The monthly trend is basically the the average of all the January gains (or losses) then all the February, then March, etc. It is amazing to see how similar each month is from year to year. Of course not every January is the same as all other Januarys but understanding which are the typically weak months and which are the strong ones can help shape your buying and selling timing.
So today when I opened my email I was surprised to find a very similar chart from the good people at Chart of the Day.
You can see that there really is a correlation because if the monthly performance was truly random the highs would cancel out the lows and all of the months would be roughly the same. The average annual rate of return from January 1950 through December 2010 was 12.7% and from 1980 to 2010 it was 12.93%, so you would expect the average month to be around 1% if all months were equal. But instead we see a wide variation from month to month with some months averaging 2%+ (in a month) and other months averaging a 1% loss. That is a wide variation.
Here is what Chart of the Day had to say:
Today’s chart illustrates the Dow’s average performance for each calendar month since 1950 (blue columns and 1980 (gray columns). There are a few takeaways from today’s chart. For one, whether measuring from 1950 or 1980 — the average monthly gains are rather similar. Also, the average year can be divided into both a strong half (November through April) and weak half (May through October). Each one of these semi-annual biases has one calendar month which bucks the trend (February and July). So while the market is currently in the midst of its subpar half of the year, the one calendar month (July) which has tended to buck this trend has arrived.

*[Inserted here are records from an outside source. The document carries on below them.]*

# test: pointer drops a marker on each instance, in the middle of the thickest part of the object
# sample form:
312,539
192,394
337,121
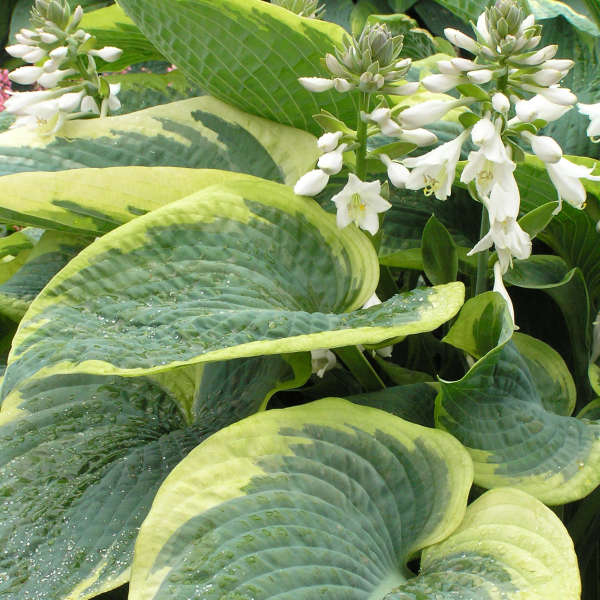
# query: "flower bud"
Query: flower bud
481,76
500,103
546,77
26,75
18,50
316,84
311,183
424,113
329,141
544,147
108,53
458,38
35,55
398,174
442,82
332,162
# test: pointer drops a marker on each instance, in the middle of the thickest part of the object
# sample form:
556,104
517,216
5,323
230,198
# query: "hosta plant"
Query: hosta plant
299,300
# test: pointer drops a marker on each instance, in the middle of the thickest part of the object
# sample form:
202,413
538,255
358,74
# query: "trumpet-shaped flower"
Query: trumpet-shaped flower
434,172
359,203
509,240
566,176
593,112
398,174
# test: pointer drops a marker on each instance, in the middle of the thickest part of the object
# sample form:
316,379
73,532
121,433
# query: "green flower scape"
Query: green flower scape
244,356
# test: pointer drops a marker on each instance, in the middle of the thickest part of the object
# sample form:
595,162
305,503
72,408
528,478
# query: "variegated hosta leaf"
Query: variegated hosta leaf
248,53
195,133
81,459
95,201
484,323
509,546
239,269
496,411
327,499
112,27
53,251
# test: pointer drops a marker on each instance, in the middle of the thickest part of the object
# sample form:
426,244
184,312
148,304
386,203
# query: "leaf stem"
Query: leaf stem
361,368
361,137
482,257
594,9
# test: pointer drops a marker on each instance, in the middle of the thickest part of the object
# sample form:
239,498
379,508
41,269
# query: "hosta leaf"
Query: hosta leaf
482,324
240,269
496,411
196,133
549,9
112,27
568,289
414,402
95,201
550,373
273,48
50,254
508,546
81,459
328,498
571,234
144,90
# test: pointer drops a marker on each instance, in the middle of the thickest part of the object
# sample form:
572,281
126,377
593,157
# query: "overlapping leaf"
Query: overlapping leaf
240,269
196,133
273,47
328,498
82,457
508,546
496,411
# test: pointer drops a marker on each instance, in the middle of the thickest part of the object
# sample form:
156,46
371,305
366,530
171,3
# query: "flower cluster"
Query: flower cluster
61,59
371,64
517,88
5,88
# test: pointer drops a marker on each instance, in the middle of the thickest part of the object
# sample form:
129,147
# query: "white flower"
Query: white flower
442,82
359,203
48,38
316,84
26,75
500,103
383,118
544,147
566,176
329,141
593,112
18,50
499,287
320,84
50,80
420,137
435,170
108,53
539,107
542,55
36,54
426,112
481,76
322,360
509,240
88,104
311,183
397,173
458,38
332,162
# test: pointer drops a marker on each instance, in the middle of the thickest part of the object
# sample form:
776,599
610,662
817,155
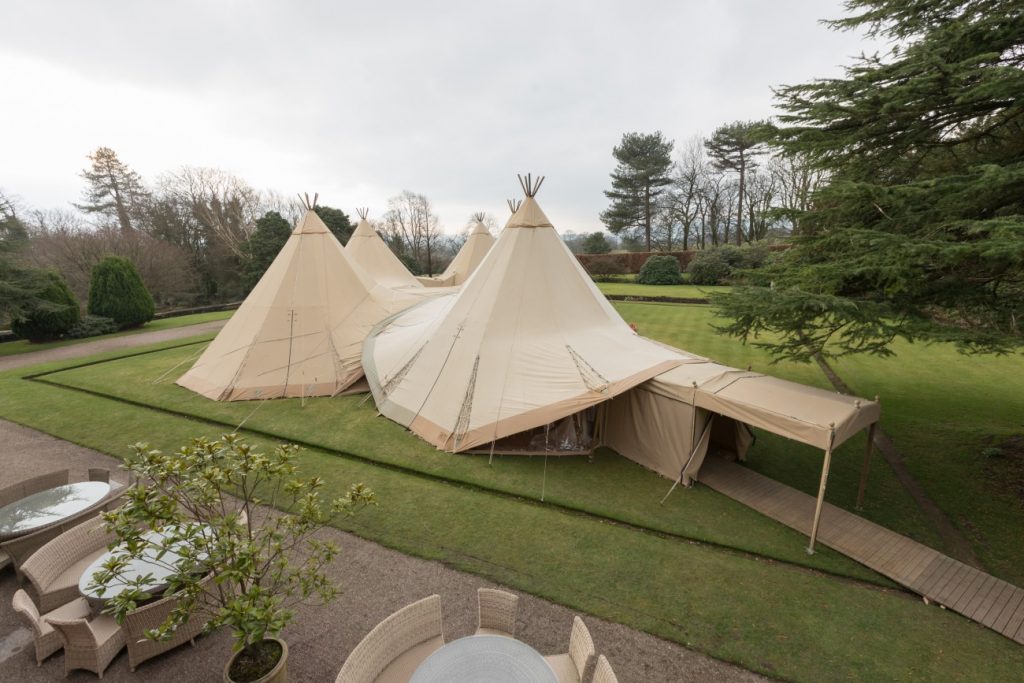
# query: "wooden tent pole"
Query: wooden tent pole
821,495
862,488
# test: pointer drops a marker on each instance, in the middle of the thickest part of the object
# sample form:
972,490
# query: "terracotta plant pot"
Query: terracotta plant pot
276,675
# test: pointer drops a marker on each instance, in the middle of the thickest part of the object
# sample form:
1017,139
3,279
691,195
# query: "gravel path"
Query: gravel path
376,582
109,344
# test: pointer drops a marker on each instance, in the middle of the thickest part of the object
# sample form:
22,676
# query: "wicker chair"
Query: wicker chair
603,672
22,548
52,572
25,488
396,646
497,611
152,615
89,644
99,474
47,640
570,666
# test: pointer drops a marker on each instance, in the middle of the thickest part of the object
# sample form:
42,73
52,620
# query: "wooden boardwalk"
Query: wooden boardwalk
974,594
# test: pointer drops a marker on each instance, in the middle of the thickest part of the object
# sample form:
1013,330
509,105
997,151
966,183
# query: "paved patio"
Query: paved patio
376,582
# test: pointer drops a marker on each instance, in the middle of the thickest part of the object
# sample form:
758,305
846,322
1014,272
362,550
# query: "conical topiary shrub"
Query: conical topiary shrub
116,291
55,313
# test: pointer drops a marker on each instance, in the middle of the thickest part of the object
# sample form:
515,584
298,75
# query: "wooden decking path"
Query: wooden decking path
974,594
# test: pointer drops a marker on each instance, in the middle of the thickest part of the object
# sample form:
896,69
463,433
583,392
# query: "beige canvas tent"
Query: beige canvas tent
527,341
370,252
300,331
477,245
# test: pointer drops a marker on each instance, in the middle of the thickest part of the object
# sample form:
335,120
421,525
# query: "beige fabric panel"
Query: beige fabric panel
370,252
300,331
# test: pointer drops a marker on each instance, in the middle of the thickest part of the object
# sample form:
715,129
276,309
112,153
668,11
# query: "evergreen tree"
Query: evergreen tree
596,243
735,147
267,239
55,313
640,176
920,231
117,292
337,221
114,190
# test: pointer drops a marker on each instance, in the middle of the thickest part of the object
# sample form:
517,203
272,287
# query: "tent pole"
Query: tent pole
821,499
864,468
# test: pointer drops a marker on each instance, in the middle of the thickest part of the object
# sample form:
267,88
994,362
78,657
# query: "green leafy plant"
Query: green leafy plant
660,270
116,291
213,503
52,315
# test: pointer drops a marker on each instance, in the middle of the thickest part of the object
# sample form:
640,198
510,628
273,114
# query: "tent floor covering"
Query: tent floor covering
981,597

In addition to monthly trends Larry Williams also covers annual trends in his excellent book The Right Stock at the Right Time. This book received an average of 4 stars by readers at Amazon and I agree.
Here is what a couple of reviewers said,
“Williams also covers the best years of each decade to invest – fifth, eighth and ninth years. The consistency of these three years performance is 80% (positive returns in 8 out of 10 of those decade years.”
“I have over 300 books in my Investment Library,and this is one of the few I set aside as a reference.”